09:05 AM EDT, 05/29/2024 (MT Newswires) -- Oil prices rose early on Wednesday, climbing for a third session on expectations OPEC+ will roll current production cuts into the high-demand third quarter, squeezing global inventories.
West Texas Intermediate crude oil for July delivery was last seen up US$0.51 to US$80.34 per barrel, while July Brent crude, the global benchmark, was up US$0.52 to US$84.74.
OPEC+ will meet virtually on the weekend to decide on whether to extend voluntary quota cuts slated to expire at month's end into the third quarter, with the cartel widely expected to roll the cuts forward.
"We see no appetite at this juncture to add more barrels to the market and trigger another price move to the downside ... Given how hard it will be to thread the needle on crude balances this year alone, adding back the 1 mb/d Saudi voluntary cut would more than offset seasonal third quarter draws, resulting in a 700 kb/d build through the rest of the year," Helima Croft, Head of Global Commodity Strategy and MENA Research at RBC Capital Markets, noted.

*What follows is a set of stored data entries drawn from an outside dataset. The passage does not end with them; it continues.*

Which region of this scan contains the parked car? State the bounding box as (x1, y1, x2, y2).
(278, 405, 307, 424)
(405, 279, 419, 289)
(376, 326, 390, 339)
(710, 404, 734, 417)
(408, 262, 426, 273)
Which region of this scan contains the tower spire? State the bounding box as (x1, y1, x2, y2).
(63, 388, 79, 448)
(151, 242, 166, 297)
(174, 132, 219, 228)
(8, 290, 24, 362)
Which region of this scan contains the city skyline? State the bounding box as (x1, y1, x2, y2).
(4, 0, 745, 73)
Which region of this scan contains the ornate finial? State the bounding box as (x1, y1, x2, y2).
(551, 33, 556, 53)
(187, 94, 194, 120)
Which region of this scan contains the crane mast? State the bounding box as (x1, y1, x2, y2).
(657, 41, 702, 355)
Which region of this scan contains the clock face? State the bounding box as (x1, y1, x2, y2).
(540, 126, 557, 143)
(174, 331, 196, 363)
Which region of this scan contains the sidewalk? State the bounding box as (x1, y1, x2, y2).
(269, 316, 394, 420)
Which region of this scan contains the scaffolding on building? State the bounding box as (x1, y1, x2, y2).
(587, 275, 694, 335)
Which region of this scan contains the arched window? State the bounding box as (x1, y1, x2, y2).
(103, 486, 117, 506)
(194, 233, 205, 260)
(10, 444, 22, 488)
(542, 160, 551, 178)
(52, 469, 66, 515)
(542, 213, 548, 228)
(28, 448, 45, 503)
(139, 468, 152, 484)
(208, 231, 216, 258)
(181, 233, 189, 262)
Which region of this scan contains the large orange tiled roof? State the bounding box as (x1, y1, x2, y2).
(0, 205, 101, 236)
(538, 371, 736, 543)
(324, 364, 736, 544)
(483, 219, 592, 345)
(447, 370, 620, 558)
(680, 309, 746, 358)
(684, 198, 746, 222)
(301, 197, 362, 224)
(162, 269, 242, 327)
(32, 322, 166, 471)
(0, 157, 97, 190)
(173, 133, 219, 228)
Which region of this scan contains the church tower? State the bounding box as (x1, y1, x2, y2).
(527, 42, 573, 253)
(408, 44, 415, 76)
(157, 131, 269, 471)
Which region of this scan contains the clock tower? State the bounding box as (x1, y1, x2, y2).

The meeting comes as the U.S. summer driving season is underway, raising demand for gasoline and supporting prices, though a strong dollar supported by high interest rates could offset demand gains. The market is awaiting further U.S. inflation data coming on Friday that is likely to influence the Federal Reserve's rate policy.
"Interest rate concerns will most plausibly act as a break on further attempt to send oil prices meaningfully higher in the immediate future. No doubt the April US personal consumption expenditure index, a major Fed proxy for inflation, due out on Friday will have a profound impact on rate views and on the dollar. Both the core and headlines readings are expected to come in unchanged from March at 2.8% and 2.7%, respectively. There is a growing belief that the ECB and maybe the BoE will cut interest rates before the Fed, supporting the dollar, and causing headwinds for oil's advance," PVM Oil Associates said in a Tuesday note.